The architecture in Seville was extremely interesting, as we passed by a building that seemed to be made mostly of wood, that stretched across one side of the street to the other. There where a lot of interesting little details that seeped into the architecture of the city; one of these was at Plaza de España, a giant palace that outlined the many cities and provinces in Spain. Our tour guide, Jésus, told us that the shape of the palace, which formed a ‘c’ shape, was supposed to reflect the attitude of the Spanish government to the countries on the American continent. The shape symbolizes a hug, and the palace faces a river that eventually leads to the Atlantic Ocean, and the continent of America. The Spanish government wanted to have good relations with other countries at this point in time, and their architecture reflects this desire. This was one the things that I noticed while visiting Spain: the architecture is often influenced by many little things that occur during the time period.
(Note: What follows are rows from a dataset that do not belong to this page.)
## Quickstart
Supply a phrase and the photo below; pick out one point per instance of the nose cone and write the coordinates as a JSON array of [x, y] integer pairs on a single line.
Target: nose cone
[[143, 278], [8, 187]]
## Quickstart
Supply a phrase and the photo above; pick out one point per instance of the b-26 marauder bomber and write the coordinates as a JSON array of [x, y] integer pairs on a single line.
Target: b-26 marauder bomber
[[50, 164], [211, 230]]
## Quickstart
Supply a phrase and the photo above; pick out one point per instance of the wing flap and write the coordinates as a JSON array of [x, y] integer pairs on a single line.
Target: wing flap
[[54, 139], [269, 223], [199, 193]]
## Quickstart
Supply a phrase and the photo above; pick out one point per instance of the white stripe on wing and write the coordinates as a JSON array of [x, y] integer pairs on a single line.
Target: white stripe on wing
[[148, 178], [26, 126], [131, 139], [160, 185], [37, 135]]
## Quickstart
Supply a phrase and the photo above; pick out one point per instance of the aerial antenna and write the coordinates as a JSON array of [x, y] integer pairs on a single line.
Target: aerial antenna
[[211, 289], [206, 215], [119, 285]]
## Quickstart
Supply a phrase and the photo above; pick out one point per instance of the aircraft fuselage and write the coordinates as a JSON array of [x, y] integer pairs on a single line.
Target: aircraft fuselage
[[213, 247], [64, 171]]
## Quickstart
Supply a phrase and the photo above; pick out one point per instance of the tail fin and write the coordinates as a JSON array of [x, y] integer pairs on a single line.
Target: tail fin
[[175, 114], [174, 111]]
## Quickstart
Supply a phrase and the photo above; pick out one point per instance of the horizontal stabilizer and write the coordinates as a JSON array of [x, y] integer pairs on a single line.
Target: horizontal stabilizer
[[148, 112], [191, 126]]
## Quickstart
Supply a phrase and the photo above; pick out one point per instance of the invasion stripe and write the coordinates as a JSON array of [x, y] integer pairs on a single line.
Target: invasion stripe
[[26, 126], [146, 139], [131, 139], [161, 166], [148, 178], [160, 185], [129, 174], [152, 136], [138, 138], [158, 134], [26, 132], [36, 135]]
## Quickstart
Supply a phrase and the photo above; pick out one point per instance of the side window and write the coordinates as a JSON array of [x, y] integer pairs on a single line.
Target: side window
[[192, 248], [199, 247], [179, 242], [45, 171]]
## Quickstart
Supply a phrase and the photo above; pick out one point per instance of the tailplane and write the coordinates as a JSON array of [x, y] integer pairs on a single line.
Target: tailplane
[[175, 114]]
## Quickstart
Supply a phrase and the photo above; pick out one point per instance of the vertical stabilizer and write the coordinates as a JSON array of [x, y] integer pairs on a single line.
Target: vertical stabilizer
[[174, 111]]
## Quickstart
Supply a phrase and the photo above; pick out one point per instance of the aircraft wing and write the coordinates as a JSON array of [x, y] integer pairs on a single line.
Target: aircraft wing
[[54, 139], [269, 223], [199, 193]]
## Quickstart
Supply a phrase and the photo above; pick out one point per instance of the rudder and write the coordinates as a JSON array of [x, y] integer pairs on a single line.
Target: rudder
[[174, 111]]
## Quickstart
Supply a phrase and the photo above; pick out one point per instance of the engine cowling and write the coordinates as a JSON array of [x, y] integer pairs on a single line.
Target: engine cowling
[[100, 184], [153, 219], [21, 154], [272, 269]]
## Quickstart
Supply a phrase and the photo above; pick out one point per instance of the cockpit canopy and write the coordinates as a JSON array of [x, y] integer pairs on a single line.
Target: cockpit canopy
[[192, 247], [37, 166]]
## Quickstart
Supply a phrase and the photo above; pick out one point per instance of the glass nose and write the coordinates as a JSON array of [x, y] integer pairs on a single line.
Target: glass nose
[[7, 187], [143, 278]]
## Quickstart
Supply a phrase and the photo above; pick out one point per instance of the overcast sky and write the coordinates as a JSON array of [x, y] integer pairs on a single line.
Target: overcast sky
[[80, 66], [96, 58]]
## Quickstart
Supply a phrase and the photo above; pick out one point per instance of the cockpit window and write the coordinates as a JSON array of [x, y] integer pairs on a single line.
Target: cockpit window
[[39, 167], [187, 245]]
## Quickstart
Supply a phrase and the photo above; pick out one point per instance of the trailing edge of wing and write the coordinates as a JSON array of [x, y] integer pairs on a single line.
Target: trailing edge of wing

Another realization that I have come to is that religion is truly an important part of Spanish culture, while visiting the cathedral. The halls were tall and the marble floors imposed the grandeur of the church and religion in Spain. Inside the cathedral lied the tomb of Christopher Columbus, and Jésus (our tour guide) reaffirmed the fact that Columbus travelled to America not for religious reasons, but for economic reasons- to find a more efficient trade route to China and India. However, his tomb was placed in a grand cathedral- which begs the question: why is Columbus’ tomb placed in a church? Though I do not know the answer, I assume that at least part of the reason is because of the immense influence and power that the church had and still continues to have on Spanish culture. Though the church is now mostly visited by tourists and Spanish students such as ourselves, the immense detail and apparent opulence of the cathedral depicts a time where this edifice was the center of cultural and communal life in Seville.
We immersed ourselves in another important part of the culture, dancing! We watched an amazing flamenco performance, similar to the group that came to Deerfield earlier in the school year. However, there were more types and variations of the dance that we watched, and it was just as striking as the first time I saw it, if not more. The outstanding speed at which the dancer’s feet moved combined the complex rhythms of the clapping, singing and guitar playing was mesmerizing. Unfortunately, we did not get to dance ourselves, but it illuminated another aspect of culture in Seville and more broadly, in Spain of the power of dance. One of the only rules that the dancers had was that we could not take photos or videos, because we should experience the dance live and not experience it behind a screen. There was this sense of community and family that was incited by all parts of the performance, which was only enhanced by the occasional cheers of ‘ole!’ from members’ of the group when another was performing. The dance brought people together and I understand why it is such a big part of the culture. I look forward to learning and exploring more of Seville before returning to Cádiz!